I gradually became interested in both topics over time, but it was really my linguistic anthropology and anthropology of sex and gender courses in college that got me interested. Absolutely, the study of gender and language is super important. But anthropologists tend to look at how gender is “made” in language rather than look at linguistic differences between gender(s). Taking a gender-fluid/inclusive approach is also important.
Catherine H.: How does discourse style relate to AAL?
Discourse styles are simply styles of speaking – preaching, testifying, signifying, roasting.. these are all performance-based styles associated with AAL.
Matthew W.: Were there dedicated studies focusing on AAL prior to desegregation during the 1960s and are these studies considered credible foundations of the subsect or pseudoscientific falsehoods that were common with contemporary racial views?
There was no descriptive linguistic work on AAL prior to desegregation in the 1960s.
Nicholas Z.: Would paying homage to the original creators of the language would just be not to use it? Let the creators use and don’t make it popular? Or only the people who learn the full language?

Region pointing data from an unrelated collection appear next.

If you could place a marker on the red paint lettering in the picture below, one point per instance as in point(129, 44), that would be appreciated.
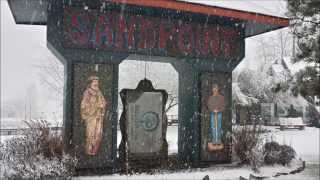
point(228, 42)
point(120, 30)
point(203, 40)
point(215, 42)
point(104, 35)
point(185, 39)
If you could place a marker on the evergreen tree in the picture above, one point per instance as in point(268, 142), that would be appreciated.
point(305, 16)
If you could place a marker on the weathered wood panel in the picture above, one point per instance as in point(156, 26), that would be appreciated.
point(82, 94)
point(145, 123)
point(223, 80)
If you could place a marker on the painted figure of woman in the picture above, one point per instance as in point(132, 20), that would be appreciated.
point(216, 105)
point(93, 107)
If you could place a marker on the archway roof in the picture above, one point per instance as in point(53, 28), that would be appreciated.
point(35, 12)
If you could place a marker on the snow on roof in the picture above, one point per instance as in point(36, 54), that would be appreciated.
point(12, 123)
point(294, 67)
point(268, 7)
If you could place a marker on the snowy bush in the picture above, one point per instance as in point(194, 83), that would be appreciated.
point(38, 154)
point(274, 153)
point(256, 158)
point(286, 155)
point(246, 139)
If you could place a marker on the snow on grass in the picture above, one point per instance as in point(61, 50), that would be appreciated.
point(305, 142)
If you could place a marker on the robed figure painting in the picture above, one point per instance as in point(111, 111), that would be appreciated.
point(93, 108)
point(216, 105)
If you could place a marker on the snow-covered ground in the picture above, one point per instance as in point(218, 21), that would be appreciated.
point(306, 144)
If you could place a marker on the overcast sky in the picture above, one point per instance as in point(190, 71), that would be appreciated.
point(24, 46)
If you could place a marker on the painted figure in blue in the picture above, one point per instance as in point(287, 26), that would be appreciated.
point(216, 106)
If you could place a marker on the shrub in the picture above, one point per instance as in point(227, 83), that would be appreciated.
point(274, 153)
point(271, 152)
point(286, 155)
point(37, 154)
point(256, 158)
point(245, 139)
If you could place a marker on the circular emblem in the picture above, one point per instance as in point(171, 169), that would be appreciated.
point(150, 121)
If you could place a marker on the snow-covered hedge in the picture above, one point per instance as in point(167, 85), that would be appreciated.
point(38, 154)
point(274, 153)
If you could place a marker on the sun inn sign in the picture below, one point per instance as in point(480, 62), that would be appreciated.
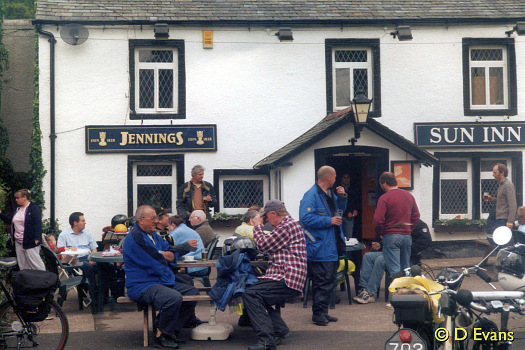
point(470, 134)
point(161, 138)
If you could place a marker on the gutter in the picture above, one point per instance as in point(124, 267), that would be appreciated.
point(52, 134)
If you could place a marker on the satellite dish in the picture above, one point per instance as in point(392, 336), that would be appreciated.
point(74, 34)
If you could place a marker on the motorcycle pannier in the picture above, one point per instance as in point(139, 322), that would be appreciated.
point(33, 290)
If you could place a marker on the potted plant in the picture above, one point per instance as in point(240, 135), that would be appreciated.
point(459, 224)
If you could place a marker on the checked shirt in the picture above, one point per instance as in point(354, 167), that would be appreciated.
point(287, 248)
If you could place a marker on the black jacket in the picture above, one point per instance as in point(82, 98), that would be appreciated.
point(32, 226)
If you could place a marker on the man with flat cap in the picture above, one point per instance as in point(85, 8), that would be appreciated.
point(284, 277)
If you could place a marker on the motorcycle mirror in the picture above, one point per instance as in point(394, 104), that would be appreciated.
point(502, 235)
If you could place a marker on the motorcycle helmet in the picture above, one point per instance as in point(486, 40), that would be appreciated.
point(447, 275)
point(119, 219)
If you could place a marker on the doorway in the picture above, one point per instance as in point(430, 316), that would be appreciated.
point(364, 165)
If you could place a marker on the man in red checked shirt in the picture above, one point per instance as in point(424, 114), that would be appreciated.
point(284, 278)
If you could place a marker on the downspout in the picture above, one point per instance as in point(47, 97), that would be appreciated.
point(52, 135)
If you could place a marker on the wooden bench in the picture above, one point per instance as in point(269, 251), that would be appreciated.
point(145, 310)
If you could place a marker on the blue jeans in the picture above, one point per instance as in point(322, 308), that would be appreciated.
point(372, 271)
point(396, 251)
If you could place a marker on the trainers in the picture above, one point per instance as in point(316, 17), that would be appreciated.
point(365, 298)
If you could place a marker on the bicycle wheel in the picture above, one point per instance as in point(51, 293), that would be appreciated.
point(52, 333)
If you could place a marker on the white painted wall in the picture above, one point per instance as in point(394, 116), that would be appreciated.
point(260, 92)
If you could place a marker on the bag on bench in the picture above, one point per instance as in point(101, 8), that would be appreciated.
point(33, 290)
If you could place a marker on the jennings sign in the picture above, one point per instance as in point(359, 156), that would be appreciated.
point(162, 138)
point(470, 134)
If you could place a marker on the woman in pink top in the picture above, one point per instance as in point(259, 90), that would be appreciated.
point(26, 231)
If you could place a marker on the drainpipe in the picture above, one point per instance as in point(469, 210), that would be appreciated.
point(52, 135)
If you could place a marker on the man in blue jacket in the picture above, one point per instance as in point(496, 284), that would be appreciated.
point(149, 279)
point(320, 213)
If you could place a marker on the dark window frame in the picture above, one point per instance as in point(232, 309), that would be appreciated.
point(511, 77)
point(330, 44)
point(179, 45)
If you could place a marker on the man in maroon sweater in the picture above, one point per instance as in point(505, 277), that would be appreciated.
point(394, 218)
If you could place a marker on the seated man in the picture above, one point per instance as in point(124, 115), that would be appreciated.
point(201, 225)
point(284, 278)
point(149, 279)
point(78, 237)
point(180, 233)
point(373, 266)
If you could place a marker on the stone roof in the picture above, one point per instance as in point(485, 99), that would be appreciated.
point(331, 123)
point(278, 11)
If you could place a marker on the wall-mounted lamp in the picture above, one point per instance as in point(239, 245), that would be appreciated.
point(161, 31)
point(285, 34)
point(518, 28)
point(403, 33)
point(360, 107)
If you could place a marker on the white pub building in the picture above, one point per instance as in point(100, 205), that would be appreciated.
point(133, 94)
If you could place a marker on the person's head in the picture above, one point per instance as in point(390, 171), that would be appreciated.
point(500, 172)
point(146, 218)
point(326, 177)
point(249, 216)
point(197, 217)
point(197, 173)
point(174, 222)
point(77, 221)
point(520, 216)
point(345, 179)
point(22, 196)
point(274, 212)
point(387, 178)
point(164, 217)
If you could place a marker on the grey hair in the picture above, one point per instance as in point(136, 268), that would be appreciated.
point(250, 214)
point(196, 169)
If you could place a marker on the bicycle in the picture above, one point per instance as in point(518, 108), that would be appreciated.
point(15, 332)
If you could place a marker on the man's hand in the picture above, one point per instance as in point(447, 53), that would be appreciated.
point(169, 256)
point(337, 220)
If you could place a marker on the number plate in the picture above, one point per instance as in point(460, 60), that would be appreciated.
point(395, 343)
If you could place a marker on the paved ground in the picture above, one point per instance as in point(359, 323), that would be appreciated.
point(359, 326)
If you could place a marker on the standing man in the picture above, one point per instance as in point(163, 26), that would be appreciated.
point(149, 279)
point(284, 277)
point(351, 206)
point(395, 216)
point(506, 206)
point(78, 237)
point(196, 194)
point(319, 215)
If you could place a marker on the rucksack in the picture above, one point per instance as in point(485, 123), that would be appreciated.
point(33, 290)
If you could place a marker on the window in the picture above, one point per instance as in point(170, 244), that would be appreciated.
point(464, 177)
point(157, 79)
point(352, 66)
point(240, 189)
point(489, 77)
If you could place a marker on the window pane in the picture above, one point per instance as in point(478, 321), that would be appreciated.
point(154, 170)
point(486, 55)
point(454, 198)
point(243, 193)
point(496, 85)
point(156, 56)
point(154, 195)
point(342, 87)
point(361, 81)
point(478, 86)
point(490, 186)
point(146, 88)
point(453, 166)
point(351, 56)
point(166, 88)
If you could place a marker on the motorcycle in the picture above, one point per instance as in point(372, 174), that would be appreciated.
point(422, 329)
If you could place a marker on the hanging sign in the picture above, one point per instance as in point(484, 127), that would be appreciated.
point(158, 138)
point(470, 134)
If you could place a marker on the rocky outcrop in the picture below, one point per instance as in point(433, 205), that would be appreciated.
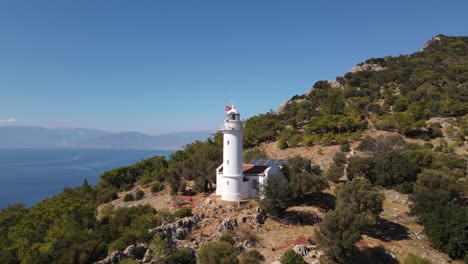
point(227, 224)
point(179, 229)
point(136, 252)
point(308, 251)
point(286, 103)
point(434, 40)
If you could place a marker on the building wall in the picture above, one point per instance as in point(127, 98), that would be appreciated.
point(232, 152)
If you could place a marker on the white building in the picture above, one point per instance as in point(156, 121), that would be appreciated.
point(235, 180)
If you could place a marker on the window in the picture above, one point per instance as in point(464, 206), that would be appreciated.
point(255, 184)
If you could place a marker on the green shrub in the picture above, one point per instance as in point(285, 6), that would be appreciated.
point(157, 187)
point(129, 197)
point(227, 238)
point(182, 212)
point(334, 173)
point(139, 195)
point(413, 259)
point(106, 195)
point(252, 257)
point(181, 255)
point(217, 253)
point(339, 158)
point(291, 257)
point(345, 147)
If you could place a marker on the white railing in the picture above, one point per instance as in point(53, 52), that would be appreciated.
point(232, 125)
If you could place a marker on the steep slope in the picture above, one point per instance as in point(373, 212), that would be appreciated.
point(392, 94)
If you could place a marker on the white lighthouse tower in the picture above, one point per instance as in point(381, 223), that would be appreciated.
point(234, 180)
point(231, 186)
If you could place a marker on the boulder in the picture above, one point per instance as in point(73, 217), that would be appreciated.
point(260, 218)
point(116, 257)
point(180, 233)
point(227, 224)
point(301, 250)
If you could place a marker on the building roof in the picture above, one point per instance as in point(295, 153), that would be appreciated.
point(268, 162)
point(249, 169)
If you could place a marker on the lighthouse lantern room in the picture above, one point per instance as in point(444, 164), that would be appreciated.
point(234, 180)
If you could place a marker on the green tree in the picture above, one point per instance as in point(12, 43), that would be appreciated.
point(181, 255)
point(359, 192)
point(275, 195)
point(303, 177)
point(339, 231)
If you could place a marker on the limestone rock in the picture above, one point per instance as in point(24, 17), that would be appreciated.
point(260, 218)
point(301, 250)
point(227, 224)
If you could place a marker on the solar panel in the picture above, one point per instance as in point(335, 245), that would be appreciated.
point(268, 162)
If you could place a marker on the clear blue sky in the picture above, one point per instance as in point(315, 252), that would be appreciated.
point(163, 66)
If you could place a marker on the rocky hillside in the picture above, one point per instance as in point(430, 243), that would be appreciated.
point(391, 186)
point(397, 94)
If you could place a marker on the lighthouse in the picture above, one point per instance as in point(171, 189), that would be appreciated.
point(234, 180)
point(233, 130)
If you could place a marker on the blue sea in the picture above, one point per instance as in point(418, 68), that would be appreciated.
point(30, 175)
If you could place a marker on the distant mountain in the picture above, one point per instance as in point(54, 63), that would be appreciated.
point(39, 137)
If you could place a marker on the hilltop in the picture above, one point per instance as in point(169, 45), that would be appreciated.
point(377, 173)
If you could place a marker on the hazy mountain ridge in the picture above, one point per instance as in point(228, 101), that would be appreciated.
point(40, 137)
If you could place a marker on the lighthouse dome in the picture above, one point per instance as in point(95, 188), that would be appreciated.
point(233, 110)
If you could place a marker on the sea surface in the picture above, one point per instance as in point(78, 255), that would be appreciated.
point(30, 175)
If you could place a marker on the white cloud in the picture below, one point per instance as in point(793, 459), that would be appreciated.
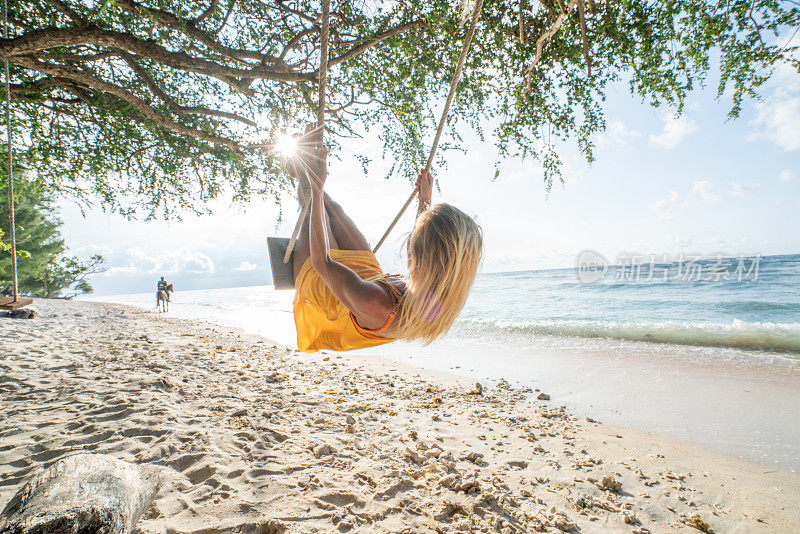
point(741, 190)
point(120, 269)
point(92, 248)
point(664, 206)
point(671, 199)
point(246, 266)
point(675, 130)
point(617, 133)
point(703, 189)
point(171, 262)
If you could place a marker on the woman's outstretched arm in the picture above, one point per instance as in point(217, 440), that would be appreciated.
point(368, 301)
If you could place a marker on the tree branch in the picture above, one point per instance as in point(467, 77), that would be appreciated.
point(208, 12)
point(544, 38)
point(137, 103)
point(584, 39)
point(189, 28)
point(41, 40)
point(170, 102)
point(372, 41)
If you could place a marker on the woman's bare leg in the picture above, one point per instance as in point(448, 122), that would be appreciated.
point(345, 231)
point(302, 248)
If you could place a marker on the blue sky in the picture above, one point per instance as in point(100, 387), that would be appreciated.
point(697, 184)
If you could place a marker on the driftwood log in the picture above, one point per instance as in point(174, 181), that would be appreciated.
point(84, 493)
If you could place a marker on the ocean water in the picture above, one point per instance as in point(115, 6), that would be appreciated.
point(694, 352)
point(703, 305)
point(759, 313)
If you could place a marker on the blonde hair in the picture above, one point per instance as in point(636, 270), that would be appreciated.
point(444, 252)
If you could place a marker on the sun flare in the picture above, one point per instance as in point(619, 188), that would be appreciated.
point(286, 145)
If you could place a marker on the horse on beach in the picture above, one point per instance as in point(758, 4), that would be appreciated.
point(162, 299)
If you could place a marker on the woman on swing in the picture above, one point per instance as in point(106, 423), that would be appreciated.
point(344, 301)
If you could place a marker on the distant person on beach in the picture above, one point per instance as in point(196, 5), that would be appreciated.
point(344, 301)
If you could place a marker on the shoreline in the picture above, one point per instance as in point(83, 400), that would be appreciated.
point(709, 396)
point(249, 432)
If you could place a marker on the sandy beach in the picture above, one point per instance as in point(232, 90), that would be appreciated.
point(252, 436)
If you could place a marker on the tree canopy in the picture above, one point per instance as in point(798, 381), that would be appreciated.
point(162, 104)
point(46, 269)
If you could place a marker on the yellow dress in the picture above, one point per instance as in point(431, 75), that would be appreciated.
point(322, 321)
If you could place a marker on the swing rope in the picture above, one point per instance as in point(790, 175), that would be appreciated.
point(323, 74)
point(323, 82)
point(10, 166)
point(476, 10)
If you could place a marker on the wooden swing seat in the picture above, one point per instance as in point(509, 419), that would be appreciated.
point(8, 303)
point(282, 273)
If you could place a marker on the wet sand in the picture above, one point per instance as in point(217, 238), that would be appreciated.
point(254, 436)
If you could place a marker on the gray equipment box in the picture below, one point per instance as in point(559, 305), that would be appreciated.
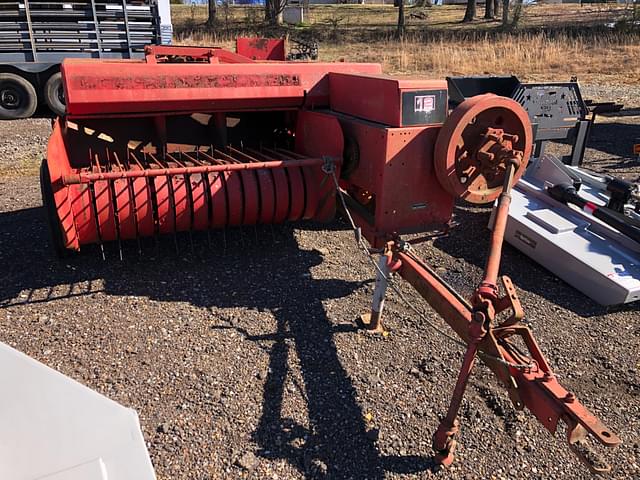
point(580, 249)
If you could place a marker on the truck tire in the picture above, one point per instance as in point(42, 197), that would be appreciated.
point(54, 94)
point(18, 98)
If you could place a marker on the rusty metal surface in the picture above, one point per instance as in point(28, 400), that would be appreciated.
point(103, 87)
point(469, 154)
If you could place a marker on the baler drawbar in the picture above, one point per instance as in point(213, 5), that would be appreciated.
point(192, 139)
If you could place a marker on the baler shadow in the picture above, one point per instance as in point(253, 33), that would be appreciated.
point(525, 273)
point(336, 443)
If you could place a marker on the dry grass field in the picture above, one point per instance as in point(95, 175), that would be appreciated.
point(552, 41)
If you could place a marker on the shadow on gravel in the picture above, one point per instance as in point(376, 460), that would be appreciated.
point(263, 270)
point(471, 244)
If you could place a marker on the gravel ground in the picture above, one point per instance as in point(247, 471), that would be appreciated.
point(245, 362)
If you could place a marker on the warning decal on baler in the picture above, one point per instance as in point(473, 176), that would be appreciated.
point(424, 107)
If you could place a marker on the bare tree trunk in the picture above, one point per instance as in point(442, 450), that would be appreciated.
point(400, 30)
point(213, 10)
point(488, 10)
point(505, 13)
point(273, 11)
point(470, 13)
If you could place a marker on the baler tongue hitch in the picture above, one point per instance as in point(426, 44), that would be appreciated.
point(288, 139)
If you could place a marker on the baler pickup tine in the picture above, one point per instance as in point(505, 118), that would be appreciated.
point(132, 197)
point(94, 207)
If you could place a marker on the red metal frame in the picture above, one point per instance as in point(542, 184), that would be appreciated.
point(401, 179)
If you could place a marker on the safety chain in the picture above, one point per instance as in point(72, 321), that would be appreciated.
point(362, 245)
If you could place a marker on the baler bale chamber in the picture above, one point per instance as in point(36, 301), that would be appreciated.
point(193, 139)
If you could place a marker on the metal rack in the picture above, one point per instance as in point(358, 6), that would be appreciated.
point(47, 31)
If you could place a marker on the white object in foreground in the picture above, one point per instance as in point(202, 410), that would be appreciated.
point(54, 428)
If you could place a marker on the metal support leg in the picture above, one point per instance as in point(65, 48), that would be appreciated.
point(373, 320)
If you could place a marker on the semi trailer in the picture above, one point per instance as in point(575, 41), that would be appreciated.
point(35, 36)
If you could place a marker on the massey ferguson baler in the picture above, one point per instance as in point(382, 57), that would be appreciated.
point(196, 139)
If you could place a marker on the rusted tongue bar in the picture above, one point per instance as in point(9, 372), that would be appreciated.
point(527, 376)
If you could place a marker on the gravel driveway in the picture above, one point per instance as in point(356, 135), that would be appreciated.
point(245, 362)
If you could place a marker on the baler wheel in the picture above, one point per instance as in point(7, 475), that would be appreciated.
point(55, 233)
point(474, 144)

I think it’s important to consider whether people are really “learning” AAL or if there just using bits and pieces of it to sound cool without fully participating in the culture or even acknowledging that it can be a stigma for African Americans to use it. I think there’s a question I answered about “sharing” among young people of color versus linguistic appropriation, which amounts to theft. Really, it’s up to the speakers to determine what appropriate uses of the language is, cross-ethnically.
Olivia R.: Dr. Delfino, how do you forsee this issue being eradicated in the United States? What benefit would more linguistic anthropologists in government and in school systems have on this issue?
I have to be honest, “race” will be really difficult to eradicate from our history and thinking. In order to tackle the language issue, you have to change the racial order it is caught up in. Scholars are still seeking ways to have an impact, and it definitely goes beyond publishing academic work!
Olivia Z.: You talked about how white culture takes a lot of vocabulary from AAL. Is there a specific area of study that focuses on the “slang” taken from the LGBTQ community? (I see this idea a lot on social media, so I’m interested to see if there’s any research behind it).
There’s definitely research on Gay Men’s English (William Leap) and Gaybonics (Mollie V. Blackburn). You may also want to look at Rob Podesva’s work, or Lal Zimman.
Emily H.: What is raciolinguistics and how does it contribute to the social justice issues surroungind African American Language?
It’s the interdisciplinary study of race and language, drawing from sociolinguistics and linguistic anthropology.
Khilna K.: So are there dialect features for everyone that speaks a second language at home or grew up around family and friends that spoke other languages around them?
Absolutely! Bilingual and Multilingual speakers have really cool practices related to code-switching, code-mixing, and translanguaging. Check out Garcia and Wei on translanguaging.
Stephanie R.: Would ebonics be described as a language, a dialect or an attribute of African American Language?
Ebonics is a different theoretical position that states AAL is West African grammar spoken using English sounds.
Claudio B.: Based on the small amount of studies conducted on female African American Language, what notable distinctions can be identified?
Check out M.H. Goodwin (“He-said-she-said”) and M. Morgan (Language, Discourse, and Power in African American Culture). They both have great answers to that, mostly focusing on conversational styles such as “signifying” and “instigating.” Really sensitive treatment on how African American women talk and why.